Since most of us in our little group are new to the practice of meditation it was decided that we would do a shorter version. So we planned for 6 hours. There was a very organized schedule. We, essentially, did zazen for 30 minutes followed by walking meditation for 30 minutes. We also had a lunch break scheduled as well. the idea is to spend the day without speaking or engaging anyone in any conversation. The point is to just be very mindful in everything that is done, from sitting and breathing, to walking around, even down to eating the meal. During the zazen we each took turns reading something out loud. I read that poem “The Guest House” that I shared earlier this month.
I was really nervous about going. I have never done anything like this. I was really leery about not being able to talk to anyone all day. I spend all day every day talking. I like talking and being sociable. So I wasn’t sure about how I would like being around my friends all day and not being sociable with them. But, I was willing to try it out. It kind of felt like the right thing to do.
It turned out to be an incredible experience.
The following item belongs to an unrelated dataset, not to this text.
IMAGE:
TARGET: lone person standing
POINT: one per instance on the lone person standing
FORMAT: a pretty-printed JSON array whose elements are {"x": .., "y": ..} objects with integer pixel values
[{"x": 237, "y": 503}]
The readings that were chosen by everyone were amazing. One of our group plays the native american flute and instead of reading something she thought she would play for us instead. I can’t even begin to tell you how awesome it was. Seriously. There are no words to describe it. One of the guys pretty much nailed it when he said, “That was a Dharma teaching.” And he is so right. I love how music can just transcend our intellect and speak directly to our soul. that’s exactly what happened.
Since I sat there all day and had nothing else to do, my mind wandered a lot. I sort of went through all kinds of emotions. Everything that has been bothering me I had to deal with because there it was, bubbling up to the surface of my mind. At one point I remember thinking, “wow. is this that still point everyone is talking about?” But no. I was just starting to doze off. It was actually a very peaceful, lovely feeling. Do you ever notice how it feels when you drift off to sleep? That feeling right before you are asleep? I had never noticed it before. It’s a really lovely feeling.
My profound realization at the end of the day? this is it:
It was just me sitting on a cushion.
There was nothing weird or overly spiritual about at all. It was a day spent looking outside at the water droplets on the leaves. Or tasting my chicken stew and picking out the flavors of the vegetables. Or feeling the way my foot moves across the carpet when I walk. It was just me sitting on a cushion. Breathing.